A Holocaust memorial was desecrated with anti-Semitic stickers and posters right before the start of Yom Kippur in White Plains, N.Y.

The offensive material was discovered at the Garden of Remembrance, a fenced-in area built in 1990 by the Holocaust and Human Rights Education Center. Officials believe that the incident occurred on Monday, although it was only discovered on Tuesday, according to local publication The Journal News.

“Very clear, very graphic and very insulting. It was meant to shock, it wasn’t something subtle,” Westchester County executive George Latimar told CBS2. “For this to be the site of an act of hatred is particularly heinous.”

Hundreds gathered for an interfaith prayer vigil at the site on Thursday.

New York Gov.

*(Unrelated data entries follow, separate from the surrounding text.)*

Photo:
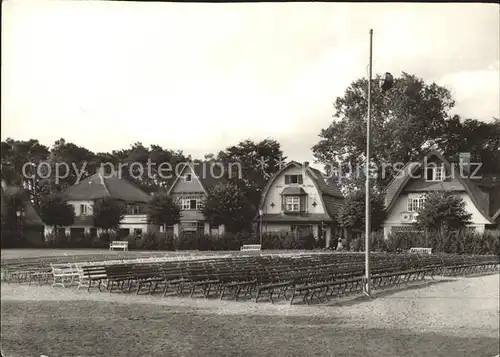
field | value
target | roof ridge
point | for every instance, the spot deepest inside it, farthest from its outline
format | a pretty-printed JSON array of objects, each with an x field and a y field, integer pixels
[
  {"x": 469, "y": 186},
  {"x": 103, "y": 182}
]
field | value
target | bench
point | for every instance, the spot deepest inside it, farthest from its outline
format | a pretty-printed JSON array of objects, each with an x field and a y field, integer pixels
[
  {"x": 92, "y": 274},
  {"x": 62, "y": 273},
  {"x": 329, "y": 288},
  {"x": 250, "y": 247},
  {"x": 418, "y": 250},
  {"x": 118, "y": 244},
  {"x": 119, "y": 276}
]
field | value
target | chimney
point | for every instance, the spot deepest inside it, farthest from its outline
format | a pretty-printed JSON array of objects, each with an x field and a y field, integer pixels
[{"x": 464, "y": 160}]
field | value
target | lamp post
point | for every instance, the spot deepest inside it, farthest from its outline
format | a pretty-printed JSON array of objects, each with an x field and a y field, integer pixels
[
  {"x": 385, "y": 84},
  {"x": 20, "y": 216},
  {"x": 260, "y": 225}
]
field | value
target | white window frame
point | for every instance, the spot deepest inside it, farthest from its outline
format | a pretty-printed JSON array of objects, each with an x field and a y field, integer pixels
[
  {"x": 438, "y": 173},
  {"x": 185, "y": 203},
  {"x": 133, "y": 210},
  {"x": 292, "y": 203},
  {"x": 297, "y": 176},
  {"x": 189, "y": 226},
  {"x": 415, "y": 203}
]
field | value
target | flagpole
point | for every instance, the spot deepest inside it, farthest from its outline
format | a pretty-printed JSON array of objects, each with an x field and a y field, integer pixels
[{"x": 367, "y": 174}]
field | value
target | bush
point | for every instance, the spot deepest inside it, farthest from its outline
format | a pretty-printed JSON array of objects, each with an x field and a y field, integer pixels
[{"x": 447, "y": 241}]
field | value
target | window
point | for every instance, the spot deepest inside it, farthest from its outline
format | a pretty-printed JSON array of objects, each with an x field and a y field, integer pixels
[
  {"x": 191, "y": 203},
  {"x": 189, "y": 226},
  {"x": 293, "y": 179},
  {"x": 434, "y": 173},
  {"x": 292, "y": 203},
  {"x": 132, "y": 210},
  {"x": 415, "y": 203}
]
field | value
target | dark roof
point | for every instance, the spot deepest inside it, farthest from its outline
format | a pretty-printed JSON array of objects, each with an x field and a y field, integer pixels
[
  {"x": 31, "y": 217},
  {"x": 207, "y": 172},
  {"x": 100, "y": 185},
  {"x": 396, "y": 186},
  {"x": 327, "y": 188},
  {"x": 311, "y": 217},
  {"x": 294, "y": 191}
]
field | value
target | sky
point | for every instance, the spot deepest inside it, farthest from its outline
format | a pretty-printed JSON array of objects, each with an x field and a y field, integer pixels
[{"x": 201, "y": 77}]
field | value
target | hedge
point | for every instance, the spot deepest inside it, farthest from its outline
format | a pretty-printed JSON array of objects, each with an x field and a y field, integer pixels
[
  {"x": 441, "y": 241},
  {"x": 167, "y": 241}
]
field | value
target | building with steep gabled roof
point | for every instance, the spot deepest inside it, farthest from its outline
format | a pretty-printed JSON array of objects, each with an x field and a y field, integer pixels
[
  {"x": 100, "y": 185},
  {"x": 405, "y": 194},
  {"x": 190, "y": 189},
  {"x": 299, "y": 198}
]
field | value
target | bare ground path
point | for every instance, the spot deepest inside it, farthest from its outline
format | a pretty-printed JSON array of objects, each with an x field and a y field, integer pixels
[{"x": 450, "y": 318}]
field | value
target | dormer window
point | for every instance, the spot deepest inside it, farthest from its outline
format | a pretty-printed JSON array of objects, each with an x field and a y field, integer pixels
[
  {"x": 191, "y": 203},
  {"x": 292, "y": 203},
  {"x": 293, "y": 179},
  {"x": 434, "y": 173},
  {"x": 133, "y": 210}
]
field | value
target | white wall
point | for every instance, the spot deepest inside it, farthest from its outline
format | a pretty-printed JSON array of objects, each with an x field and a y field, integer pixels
[
  {"x": 278, "y": 185},
  {"x": 395, "y": 215},
  {"x": 77, "y": 206}
]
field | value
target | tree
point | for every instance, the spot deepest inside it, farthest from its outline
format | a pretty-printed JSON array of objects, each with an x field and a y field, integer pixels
[
  {"x": 18, "y": 154},
  {"x": 226, "y": 204},
  {"x": 72, "y": 162},
  {"x": 108, "y": 213},
  {"x": 12, "y": 202},
  {"x": 480, "y": 139},
  {"x": 443, "y": 209},
  {"x": 163, "y": 211},
  {"x": 56, "y": 212},
  {"x": 352, "y": 211},
  {"x": 249, "y": 156},
  {"x": 404, "y": 120}
]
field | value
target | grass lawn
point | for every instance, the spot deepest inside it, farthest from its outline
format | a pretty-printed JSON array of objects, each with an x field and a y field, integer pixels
[{"x": 91, "y": 328}]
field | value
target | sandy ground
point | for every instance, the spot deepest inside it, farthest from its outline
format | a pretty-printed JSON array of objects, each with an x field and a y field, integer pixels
[{"x": 459, "y": 306}]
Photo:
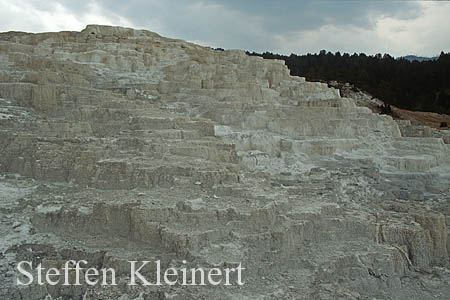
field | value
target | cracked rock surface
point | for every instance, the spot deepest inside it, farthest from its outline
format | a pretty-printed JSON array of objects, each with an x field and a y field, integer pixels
[{"x": 119, "y": 144}]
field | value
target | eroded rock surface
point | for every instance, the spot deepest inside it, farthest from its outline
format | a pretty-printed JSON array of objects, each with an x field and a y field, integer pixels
[{"x": 119, "y": 144}]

Andrew Cuomo directed the State Police Hate Crimes Task Force to aid in investigating the vandalism.

He said on Twitter he was “disgusted” by the desecration of the Holocaust memorial and added, “More than 74 years ago the entire world reeled in shock, horror and sorrow over the senseless murder of more than six million Jews— mothers, fathers, children, grandparents, uncles, aunts, friends and neighbors. Vandalizing a memorial lovingly built in their honor is a revolting and cowardly act.”

White Plains Mayor Tom Roach said the vandalism “is a chilling reminder that ignorance and hate know no boundaries. In the interim we stand together as one city, one community, against these senseless acts and those who perpetrate them.”